En fin, il faudrait que ce monsieur comprenne que les temps et les mentalité ont changé.
Question legitime
A mon avis cette question de la disposition des parties a participer aux legislatives est legitime! N oublions pas que la societe guineenne disait deja sous conte que cette presidence etait la volonte de dieux donc votons pour lui (je pense pas majoritairement mais significativement)! L hemorragie des parties est a mon avis deja un indice suffisant pour semer le doute chez sydia et lansa! Et je le repete nos parents ont toujours vote pour le pouvoir! Concernant le ceni faut quand meme dire que l opposition est de mauvaise foi comment veut elle faire une recomposition paritaire sans connaitre vraiment sa force sur le terrain pour cela y a que les legislatives ca c est mettre la charrue avant les boeufs ou prepare t elle deja la prochaine presidentielle? Cest paradoxe mais l unicite de l opposition bloque l evolution du pays! Ufdg est a mon avis la seule opposition les autres sont seulement la pour jouer les troubles.-fete qu ils reviennent aux presidentielles mais concernant les legislatives les des sont sur le terrain jetes et il faut avouer dans les urnes pipes! Dalein diallo travail en ce moment consciemment ou inconsciemment pour les autres et non pour sont partie!
Un président mal elu
En lisant cet article on se demande a quoi joue RFI? ou peut être que A.CONDE a graisser la patte a l'auteur de cet article??La question ne se pause pas si l'opposition est prête ou pas à affronter les urnes,mais plutôt si A.CONDE est prêt a organiser des élections libres transparentes et crédibles? Et pourtant R FI est un média de référence du monde entier...............

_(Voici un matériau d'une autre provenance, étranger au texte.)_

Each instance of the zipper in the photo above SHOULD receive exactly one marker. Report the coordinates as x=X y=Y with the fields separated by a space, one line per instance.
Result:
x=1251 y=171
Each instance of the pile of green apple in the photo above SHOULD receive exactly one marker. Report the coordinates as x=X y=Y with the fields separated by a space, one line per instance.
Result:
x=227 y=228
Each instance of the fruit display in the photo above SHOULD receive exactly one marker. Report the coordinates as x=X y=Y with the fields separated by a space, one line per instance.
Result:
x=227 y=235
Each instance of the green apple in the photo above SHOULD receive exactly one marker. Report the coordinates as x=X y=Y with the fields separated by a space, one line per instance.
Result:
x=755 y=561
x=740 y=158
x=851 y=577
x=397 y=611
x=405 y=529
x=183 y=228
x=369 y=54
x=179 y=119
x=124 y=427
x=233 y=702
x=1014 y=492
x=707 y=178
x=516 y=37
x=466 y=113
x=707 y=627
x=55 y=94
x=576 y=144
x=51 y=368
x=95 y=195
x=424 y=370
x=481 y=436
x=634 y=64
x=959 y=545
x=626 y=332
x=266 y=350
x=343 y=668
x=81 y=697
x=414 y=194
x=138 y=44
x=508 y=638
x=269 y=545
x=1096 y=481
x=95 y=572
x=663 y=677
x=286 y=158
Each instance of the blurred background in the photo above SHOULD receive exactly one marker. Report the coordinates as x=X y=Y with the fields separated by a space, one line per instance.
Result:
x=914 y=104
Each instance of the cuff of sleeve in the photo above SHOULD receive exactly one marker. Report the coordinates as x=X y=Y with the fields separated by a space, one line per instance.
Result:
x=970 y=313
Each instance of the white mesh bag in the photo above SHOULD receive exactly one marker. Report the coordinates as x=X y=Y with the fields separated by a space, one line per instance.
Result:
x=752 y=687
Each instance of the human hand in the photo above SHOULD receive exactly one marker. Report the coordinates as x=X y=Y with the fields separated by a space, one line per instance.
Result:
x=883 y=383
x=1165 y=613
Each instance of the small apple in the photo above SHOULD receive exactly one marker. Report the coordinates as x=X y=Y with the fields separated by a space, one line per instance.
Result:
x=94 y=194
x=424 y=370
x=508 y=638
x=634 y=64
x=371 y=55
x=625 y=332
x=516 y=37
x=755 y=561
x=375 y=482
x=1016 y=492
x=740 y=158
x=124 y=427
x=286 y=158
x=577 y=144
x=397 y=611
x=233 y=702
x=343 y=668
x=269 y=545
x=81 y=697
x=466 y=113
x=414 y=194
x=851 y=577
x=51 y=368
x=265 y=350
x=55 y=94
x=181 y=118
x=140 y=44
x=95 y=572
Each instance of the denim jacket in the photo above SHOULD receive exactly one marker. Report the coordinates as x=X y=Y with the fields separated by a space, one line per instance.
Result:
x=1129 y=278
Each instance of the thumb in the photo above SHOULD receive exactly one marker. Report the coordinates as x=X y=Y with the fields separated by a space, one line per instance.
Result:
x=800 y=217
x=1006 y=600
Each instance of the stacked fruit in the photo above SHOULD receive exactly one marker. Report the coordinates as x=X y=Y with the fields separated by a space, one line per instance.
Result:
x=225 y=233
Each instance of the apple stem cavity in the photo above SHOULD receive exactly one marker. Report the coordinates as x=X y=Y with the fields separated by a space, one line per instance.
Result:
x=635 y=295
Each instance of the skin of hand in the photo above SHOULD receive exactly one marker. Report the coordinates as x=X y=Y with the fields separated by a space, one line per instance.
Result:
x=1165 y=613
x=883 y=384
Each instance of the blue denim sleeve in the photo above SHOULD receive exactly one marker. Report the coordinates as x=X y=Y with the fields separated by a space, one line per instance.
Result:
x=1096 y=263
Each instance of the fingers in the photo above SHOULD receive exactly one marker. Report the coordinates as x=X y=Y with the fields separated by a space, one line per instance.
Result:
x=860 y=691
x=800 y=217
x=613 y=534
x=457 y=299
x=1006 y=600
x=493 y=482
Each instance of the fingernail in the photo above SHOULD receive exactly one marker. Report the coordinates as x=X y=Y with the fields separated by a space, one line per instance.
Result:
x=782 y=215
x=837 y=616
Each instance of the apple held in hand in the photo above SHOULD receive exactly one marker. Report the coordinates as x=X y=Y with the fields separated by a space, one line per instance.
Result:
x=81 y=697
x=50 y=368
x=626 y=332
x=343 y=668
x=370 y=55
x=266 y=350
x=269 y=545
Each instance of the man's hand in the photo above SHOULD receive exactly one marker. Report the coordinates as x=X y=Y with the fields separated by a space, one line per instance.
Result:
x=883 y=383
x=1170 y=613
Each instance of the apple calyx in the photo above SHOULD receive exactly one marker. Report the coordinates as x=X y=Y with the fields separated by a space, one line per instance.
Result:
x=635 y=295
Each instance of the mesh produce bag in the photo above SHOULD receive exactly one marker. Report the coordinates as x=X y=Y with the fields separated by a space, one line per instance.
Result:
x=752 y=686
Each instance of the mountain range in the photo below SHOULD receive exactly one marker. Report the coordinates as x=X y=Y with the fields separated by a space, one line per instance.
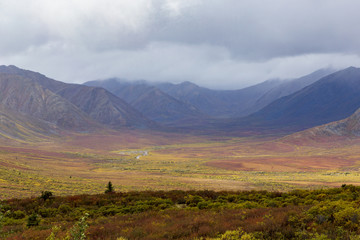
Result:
x=59 y=106
x=332 y=98
x=32 y=104
x=174 y=103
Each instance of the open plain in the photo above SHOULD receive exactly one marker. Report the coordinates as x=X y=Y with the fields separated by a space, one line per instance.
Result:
x=84 y=163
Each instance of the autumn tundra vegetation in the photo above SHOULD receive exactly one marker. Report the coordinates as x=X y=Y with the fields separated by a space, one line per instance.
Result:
x=299 y=214
x=174 y=161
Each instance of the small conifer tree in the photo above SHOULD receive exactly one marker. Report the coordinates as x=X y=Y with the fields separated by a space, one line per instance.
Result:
x=109 y=188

Sans défendre aucune thèse
Sans défendre aucune thèse conspirationniste, j'ai du mal à croire qu'un média international qui se respecte puisse poser la question de savoir, si les partis politiques guinéens sont prêts à aller aux élections presque 2 ans après les élections présidetielles et de surcroit conclure en disant que <> quelle abération! Je pense que le plus prophane des commentateurs politiques, même amateurs ne se tromperait pas de remarquer que le gouvernement guinéen et la mouvance présidentielle traînent les pieds et multiplie les pieds de nez devant les appels au dialogue de l'opposition guinéenne sur cette fausse question de CENI. Je dirais que ce n'est que diversion, la vrai raison est que cette graine de dictature qui germe en Guinée veut maintenir le pays dans cet état de latence permanent pour justifier sa mauvaise gestion de l'Etat, pire encore continuer à semer la haine et la terreur contre toute personne ou tout parti politique qui s'opposerait à sa politique de division.
Alpha Condé peut-il passer en force, comme le suggère RFI?

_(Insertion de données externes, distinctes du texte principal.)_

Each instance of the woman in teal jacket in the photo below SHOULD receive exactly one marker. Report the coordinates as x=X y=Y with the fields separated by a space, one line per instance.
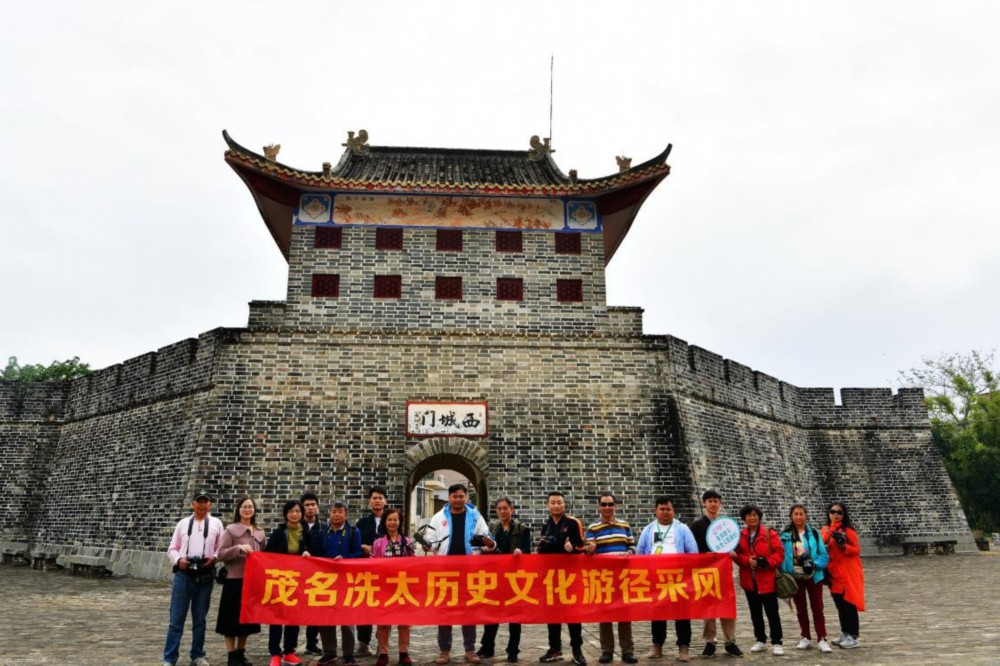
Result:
x=806 y=558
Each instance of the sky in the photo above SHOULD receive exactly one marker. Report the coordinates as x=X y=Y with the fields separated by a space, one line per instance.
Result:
x=831 y=216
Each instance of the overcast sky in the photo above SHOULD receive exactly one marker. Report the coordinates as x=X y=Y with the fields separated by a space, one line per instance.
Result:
x=831 y=216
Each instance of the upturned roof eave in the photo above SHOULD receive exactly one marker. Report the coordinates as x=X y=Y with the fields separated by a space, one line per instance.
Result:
x=317 y=181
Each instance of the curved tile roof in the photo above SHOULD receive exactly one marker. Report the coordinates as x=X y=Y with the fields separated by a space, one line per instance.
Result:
x=446 y=170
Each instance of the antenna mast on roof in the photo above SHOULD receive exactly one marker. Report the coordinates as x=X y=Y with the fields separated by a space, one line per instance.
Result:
x=552 y=67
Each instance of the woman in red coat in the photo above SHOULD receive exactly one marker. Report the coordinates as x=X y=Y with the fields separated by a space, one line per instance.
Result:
x=848 y=578
x=759 y=555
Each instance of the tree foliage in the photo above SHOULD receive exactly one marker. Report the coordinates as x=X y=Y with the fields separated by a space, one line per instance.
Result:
x=38 y=372
x=963 y=400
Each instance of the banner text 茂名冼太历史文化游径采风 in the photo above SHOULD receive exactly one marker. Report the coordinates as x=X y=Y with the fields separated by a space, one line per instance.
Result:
x=529 y=589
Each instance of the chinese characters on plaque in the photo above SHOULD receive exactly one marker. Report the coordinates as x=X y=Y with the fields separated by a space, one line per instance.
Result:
x=447 y=419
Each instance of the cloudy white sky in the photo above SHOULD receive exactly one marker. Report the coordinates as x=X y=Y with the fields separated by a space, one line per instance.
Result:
x=831 y=217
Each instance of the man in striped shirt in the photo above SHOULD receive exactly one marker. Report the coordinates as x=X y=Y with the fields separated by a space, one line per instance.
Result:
x=611 y=536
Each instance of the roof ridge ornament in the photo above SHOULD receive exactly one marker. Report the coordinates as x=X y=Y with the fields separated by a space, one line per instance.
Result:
x=359 y=145
x=540 y=148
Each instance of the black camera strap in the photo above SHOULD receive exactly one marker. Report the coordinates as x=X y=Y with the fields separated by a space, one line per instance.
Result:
x=204 y=543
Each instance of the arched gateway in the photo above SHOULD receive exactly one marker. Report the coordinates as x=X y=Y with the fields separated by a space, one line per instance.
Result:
x=446 y=308
x=464 y=456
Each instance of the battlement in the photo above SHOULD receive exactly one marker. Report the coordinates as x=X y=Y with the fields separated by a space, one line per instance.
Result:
x=34 y=401
x=709 y=376
x=176 y=369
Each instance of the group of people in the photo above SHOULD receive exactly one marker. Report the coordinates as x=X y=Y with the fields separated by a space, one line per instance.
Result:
x=815 y=558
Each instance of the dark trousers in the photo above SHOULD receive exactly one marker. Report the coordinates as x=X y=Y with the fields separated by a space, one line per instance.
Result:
x=488 y=644
x=329 y=636
x=760 y=604
x=575 y=636
x=274 y=636
x=848 y=612
x=814 y=592
x=681 y=627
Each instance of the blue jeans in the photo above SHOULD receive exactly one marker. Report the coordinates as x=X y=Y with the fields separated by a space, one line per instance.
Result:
x=187 y=593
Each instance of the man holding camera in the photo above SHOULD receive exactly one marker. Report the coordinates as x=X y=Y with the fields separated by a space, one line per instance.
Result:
x=562 y=533
x=458 y=529
x=612 y=536
x=192 y=553
x=668 y=536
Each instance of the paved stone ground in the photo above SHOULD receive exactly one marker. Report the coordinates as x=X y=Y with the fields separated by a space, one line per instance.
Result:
x=922 y=610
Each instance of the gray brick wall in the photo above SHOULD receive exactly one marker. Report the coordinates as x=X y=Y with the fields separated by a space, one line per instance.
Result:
x=479 y=264
x=312 y=395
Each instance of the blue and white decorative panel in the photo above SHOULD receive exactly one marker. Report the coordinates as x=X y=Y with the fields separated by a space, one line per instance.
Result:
x=314 y=209
x=582 y=216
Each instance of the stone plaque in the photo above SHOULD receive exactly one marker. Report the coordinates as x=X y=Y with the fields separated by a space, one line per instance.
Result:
x=446 y=419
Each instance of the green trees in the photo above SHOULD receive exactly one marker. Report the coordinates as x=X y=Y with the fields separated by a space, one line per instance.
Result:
x=55 y=370
x=963 y=399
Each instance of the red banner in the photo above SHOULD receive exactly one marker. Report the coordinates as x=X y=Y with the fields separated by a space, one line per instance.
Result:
x=486 y=589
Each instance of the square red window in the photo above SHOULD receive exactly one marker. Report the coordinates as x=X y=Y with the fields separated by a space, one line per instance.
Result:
x=328 y=237
x=448 y=288
x=509 y=241
x=388 y=286
x=388 y=239
x=510 y=289
x=567 y=243
x=326 y=285
x=449 y=240
x=569 y=291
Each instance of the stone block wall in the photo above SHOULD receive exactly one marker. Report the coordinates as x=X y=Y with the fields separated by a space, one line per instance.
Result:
x=105 y=465
x=326 y=412
x=357 y=262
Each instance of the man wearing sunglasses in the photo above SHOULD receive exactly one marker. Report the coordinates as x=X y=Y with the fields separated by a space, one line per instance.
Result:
x=612 y=536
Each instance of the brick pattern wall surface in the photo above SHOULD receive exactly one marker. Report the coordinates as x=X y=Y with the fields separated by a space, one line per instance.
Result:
x=419 y=263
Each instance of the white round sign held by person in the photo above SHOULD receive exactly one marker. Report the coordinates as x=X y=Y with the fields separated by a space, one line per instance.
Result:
x=723 y=535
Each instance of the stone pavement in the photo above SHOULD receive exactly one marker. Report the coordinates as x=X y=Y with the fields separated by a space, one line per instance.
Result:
x=922 y=610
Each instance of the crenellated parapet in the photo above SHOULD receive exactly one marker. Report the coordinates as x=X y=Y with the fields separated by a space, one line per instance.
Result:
x=709 y=376
x=177 y=369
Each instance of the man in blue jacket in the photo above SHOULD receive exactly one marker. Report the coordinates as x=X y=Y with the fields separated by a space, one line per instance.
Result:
x=668 y=536
x=339 y=540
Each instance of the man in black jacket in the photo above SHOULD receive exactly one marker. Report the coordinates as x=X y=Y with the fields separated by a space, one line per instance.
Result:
x=711 y=501
x=513 y=538
x=371 y=528
x=562 y=533
x=312 y=528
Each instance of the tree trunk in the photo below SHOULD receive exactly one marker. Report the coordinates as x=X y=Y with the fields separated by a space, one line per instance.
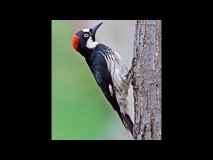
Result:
x=146 y=80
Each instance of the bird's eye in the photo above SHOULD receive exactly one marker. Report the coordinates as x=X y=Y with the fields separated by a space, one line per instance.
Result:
x=86 y=35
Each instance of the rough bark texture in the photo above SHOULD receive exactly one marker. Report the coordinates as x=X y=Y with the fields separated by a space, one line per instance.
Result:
x=146 y=80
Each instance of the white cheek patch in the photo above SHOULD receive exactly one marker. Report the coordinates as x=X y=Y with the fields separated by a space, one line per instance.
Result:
x=111 y=90
x=90 y=44
x=85 y=30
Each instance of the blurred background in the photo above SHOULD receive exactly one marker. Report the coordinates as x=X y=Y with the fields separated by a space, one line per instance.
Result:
x=79 y=109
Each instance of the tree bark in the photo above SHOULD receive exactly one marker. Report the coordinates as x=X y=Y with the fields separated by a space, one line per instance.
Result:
x=145 y=74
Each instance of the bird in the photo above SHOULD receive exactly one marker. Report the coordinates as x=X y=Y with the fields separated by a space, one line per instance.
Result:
x=108 y=69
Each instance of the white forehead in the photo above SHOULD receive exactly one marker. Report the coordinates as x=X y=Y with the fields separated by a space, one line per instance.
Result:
x=85 y=30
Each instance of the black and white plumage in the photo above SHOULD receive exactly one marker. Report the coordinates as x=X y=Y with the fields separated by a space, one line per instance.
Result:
x=109 y=71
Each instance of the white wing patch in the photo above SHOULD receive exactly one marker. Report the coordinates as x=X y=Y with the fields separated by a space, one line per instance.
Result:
x=85 y=30
x=111 y=90
x=91 y=44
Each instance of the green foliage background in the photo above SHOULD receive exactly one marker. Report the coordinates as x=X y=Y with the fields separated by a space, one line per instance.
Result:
x=79 y=109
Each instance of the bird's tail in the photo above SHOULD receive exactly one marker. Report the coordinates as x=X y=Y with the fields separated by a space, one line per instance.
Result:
x=126 y=121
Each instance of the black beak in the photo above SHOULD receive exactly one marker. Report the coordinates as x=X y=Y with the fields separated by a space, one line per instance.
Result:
x=94 y=29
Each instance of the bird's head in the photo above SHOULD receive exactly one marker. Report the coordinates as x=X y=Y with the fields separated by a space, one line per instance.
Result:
x=84 y=39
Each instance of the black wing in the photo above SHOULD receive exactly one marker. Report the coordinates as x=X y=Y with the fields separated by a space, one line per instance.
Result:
x=103 y=78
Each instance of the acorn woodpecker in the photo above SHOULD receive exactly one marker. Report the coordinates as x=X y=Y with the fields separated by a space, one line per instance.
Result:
x=109 y=71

Alpha Condé peut-il passer en force, comme le suggère RFI? Si jusqu'aujourd'hui Alpha n'a pas organisé les élections législatives, c'est tout simplement parce qu'il sait impossible à gagner comme il est minoritaire. La seule question qu'on peut poser à Mme Ursula Soares de RFI, c'est de nous dire si elle tient du président Condé l'idée de vouloir passer en force.
Guinée ou Rivières du sud.
Tu ne peux passer en force
Tu ne peux passer en force dans un pays,ou tu es majoritaire,mais minoritaire alors ca donne a reflechir.Il veut tricher,ca lui est recu une fois.pas cette fois-ci.